Per quanto riguarda il forum ufficiale, a rompere il clima di artefatta concordia ci ha pensato Rafael Correa, che insieme al presidente del Consiglio europeo, il polacco Donald Tusk, ha presieduto il vertice in qualità di presidente della Celac. “Siamo felici per la fine dell’embargo a Cuba – ha dichiarato Correa aprendo i lavori dell’assemblea – ma dobbiamo denunciare il blocco e l’occupazione di Guantanamo da parte degli Stati Uniti, uno dei retaggi del colonialismo che ha subito l’America latina nel passato. Denunciamo anche il decreto di Barack Obama che vuole imporre delle sanzioni unilaterali al Venezuala perché il Paese è ritenuto un pericolo per la sicurezza nazionale degli Usa” ha detto Correa.

Dichiarazioni realizzate mentre alcune decine di cittadini messicani protestavano a Bruxelles contro la partecipazione al summit del presidente messicano Enrique Peña Nieto. “Rappresentiamo la società civile messicana.

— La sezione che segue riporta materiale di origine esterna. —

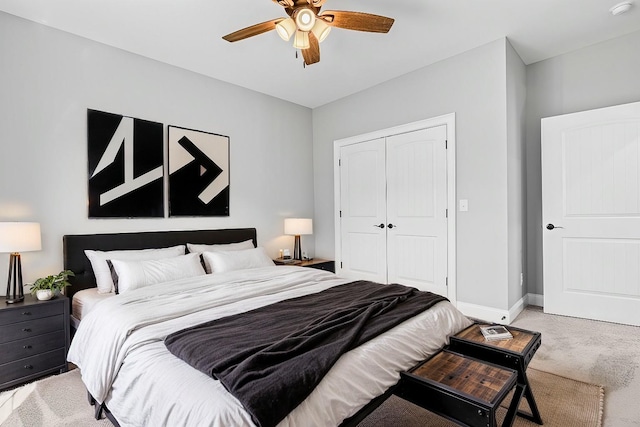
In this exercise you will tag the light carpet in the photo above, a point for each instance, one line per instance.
(62, 401)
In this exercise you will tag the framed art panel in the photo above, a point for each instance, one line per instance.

Vogliamo ricordare al nostro governo che non può essere così cinico da venire qui, per firmare degli accordi internazionali, mentre nel nostro Paese i diritti umani non sono tutelati” ha spiegato una donna alla stampa. “Esistono troppi casi in attesa di giustizia nel nostro Paese, in cui regna un senso di impunità senza limiti” ci racconta una ragazza “La corruzione è altissima e siamo tutti molto stanchi della situazione” ha aggiunto. Sugli striscioni dei manifestanti anche i ritratti dei 43 studenti dell’istituto Ayotzinapa, scomparsi nel nulla in Messico ormai dalla notte del 26 settembre 2014, rapiti da poliziotti e narcos.